HMS Spartiate - The Ship in Room 504

During theSecond World War, the Clyde became a target for German bombers because of the ships being built in the dockyards which lined the river. Something needed to be done to ensure the safety of shipping in the Clyde and the solution was to set up a Royal Naval shore establishment.

The Navy commandeered much of the St Enoch hotel, which was the subject of this Old Glasgow post from the archives, and HMS Spartiate (the elite warrior class in Spartan culture as I’m sure you weren’t wondering) was opened and the Clyde Boat Patrol created.

It was in the confines of room 504 that the other vital role of HMS Spartiate was carried out. It was converted into an office and became the de facto home of Lieutenant Commander Edward Seagar and the Clyde Intelligence System. It housed a safe, a camp bed and- perhaps most importantly- a scrambler telephone with a direct line to the Admiralty.

Seagar was dedicated to his role and barely found himself leaving the room over the course of the five years he was stationed there. He spoke seven languages and gathered scraps of information from all over the world. Stories, interrogations and other accounts, Seagar wanted to know it all.

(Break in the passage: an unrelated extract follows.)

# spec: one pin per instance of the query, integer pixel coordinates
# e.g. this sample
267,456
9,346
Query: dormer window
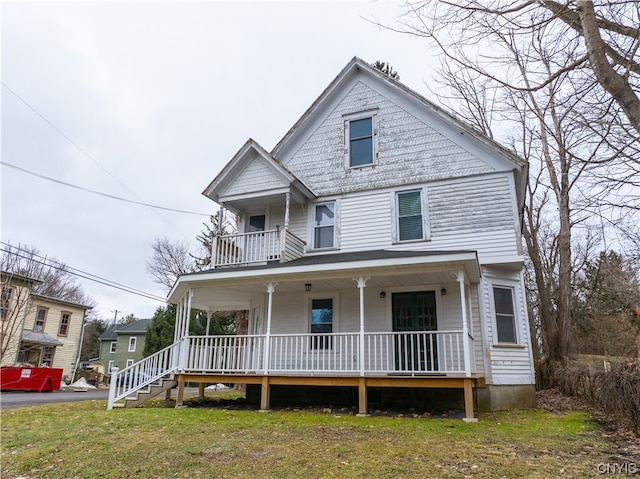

Most of the undercover work done in Glasgow was carried out by three waterfront businessmen, and it was from them that he heard of a neutral Portuguese sailor who had been in Holland visiting family. Seagar took the information and combined it with other bits and pieces he had heard and the intelligence eventually led to a raid on the Philips Radio factory in Eindhoven which totally wiped out production of radios for German tanks.

HMS Spartiate may not have actually been a sea-faring vessel but she played a vital role in protecting Glasgow from German bombs. Which is good because it allowed the council to bulldoze half of it instead.